Monday 18 January 2016

Dance in the rain!


I turned the radio on. The blast of the soulful music made the rains romantic. Yet for the first time I could not enjoy it. There was a tightness in my heart.I will be leaving Mumbai.Apart from the fact that I have to abruptly draw the curtains on my life here, I will be going back with another small and silly regret-the regret of not getting wet in the rains with the waves submerging me in their kisses.It made me rue not having a friend with me at that moment in order to go out and get embarrassingly drenched. As I was approaching Marine Drive, radio played these lines from the film "Zindagi Na Milegi Dobara":

"Dilon mein tum apni betabiyan leke chal rahe ho.
Toh zinda ho tum!
Nazar mein khwaabon ki bijliyan leke chal rahe ho
Toh zinda ho tum!
Hawa ke jhonkon ke jaise aazad rehna seekho
Tum ek dariya ke jaise, leharon mein behna seekho
Har ek lamhe se tum milo khole apni baahein
Har ek pal ek naya samaa dekhe ye nigaahe"

I switched off my ignition. Parked my car and ran out to the tree lined promenade of Marine Drive.I recited the remaining lines to my heart.

"Jo apni aankhon mein hairaniyan leke chal rahe ho
Toh zinda ho tum!
Dilon mein tum apni betabiyan leke chal rahe ho
Toh zinda ho tum!"

Joined the laughter and joy shared by the cute couples and simply singles without much thought. There were several "Kodak moments" all the way! Once the excitement died down, I sat at the boulevard looking at the sea. With 'bols' of the falling rain, the sea seemed to be dancing with abandon,pirouetting with glee, its skirt rising up with each twirl and crashing against the rocks. Every spirited wave filled the onlookers with delight!
Sitting there by the gleeful sea, I shared my turbulent thoughts with her.I was packing my bags to leave this "City of Dreams". It was my decision. However, the reasons were not mine. It was my life. However, the heart was not beating at my wishes.

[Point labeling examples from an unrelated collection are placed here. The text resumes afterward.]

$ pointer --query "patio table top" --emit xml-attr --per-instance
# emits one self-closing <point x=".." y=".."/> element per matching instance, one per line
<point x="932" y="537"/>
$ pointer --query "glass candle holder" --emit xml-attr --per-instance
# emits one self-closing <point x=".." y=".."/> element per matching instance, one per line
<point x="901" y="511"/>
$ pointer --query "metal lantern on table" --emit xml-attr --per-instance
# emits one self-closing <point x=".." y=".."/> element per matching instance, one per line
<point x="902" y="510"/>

What if I am the sea? When I dance with pure joy, it would spread happiness around me. My smile will light up the hearts of all those who love me. Going back against my wishes, I felt lost and deflated.I was scared that, with time one day, the cloud of unhappiness in the heart will reveal itself in the gloom of my eyes and snuff out that light.That day will be my real defeat.

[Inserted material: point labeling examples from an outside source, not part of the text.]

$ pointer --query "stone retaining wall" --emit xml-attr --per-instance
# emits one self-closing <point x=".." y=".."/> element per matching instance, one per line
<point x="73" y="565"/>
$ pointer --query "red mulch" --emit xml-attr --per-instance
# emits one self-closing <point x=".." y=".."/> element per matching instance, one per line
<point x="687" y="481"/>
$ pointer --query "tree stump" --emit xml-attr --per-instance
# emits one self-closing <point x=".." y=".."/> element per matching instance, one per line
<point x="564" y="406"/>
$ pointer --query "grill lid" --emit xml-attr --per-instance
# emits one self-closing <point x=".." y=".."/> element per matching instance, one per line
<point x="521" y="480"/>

Relieved, I went back to my car.Punched in Packers and Movers and cancelled their services. Dialled my parents to confirm my arrival. It was definitely going to be tough convincing them.However, big decisions in life should not be compromises. They should be the outcome of selfless love and not that laced with the regret of sacrifices. Inspired, I added my story to the lines:

"Intezaar ke naami ko aankho par chhane nahi de rahe ho
Toh zinda ho tum!
Dilon mein umeed qayam rakhte ho
Toh zinda ho tum!
Lafz pe hasi leke aagey bad rahe ho
Toh zinda ho tum!
Khudiko mitne nahi de rahe ho
Toh zinda ho tum!"

Love others by loving yourself and the sun will shine from round the corner.

Sunday 10 January 2016

Rendezvous with Me!

Reproducing an impromptu piece I penned:


"Where is the real self..
Is it the one who shares a good laugh over a cup of coffee..
Or is it the known stranger in the mirror who mocks at my emptiness..
Is it the one who talks about dreams and aspirations..
Or is it the one who puts sleep to sleep lest dreams visit..
Maybe somewhere..in one of these days would come a revelation..
The true self would be embraced with unguarded sanity and mirth..
Till that day don't let the eyes moisten,don't let the smile flee..
Keep the light burning till the day I meet Me!"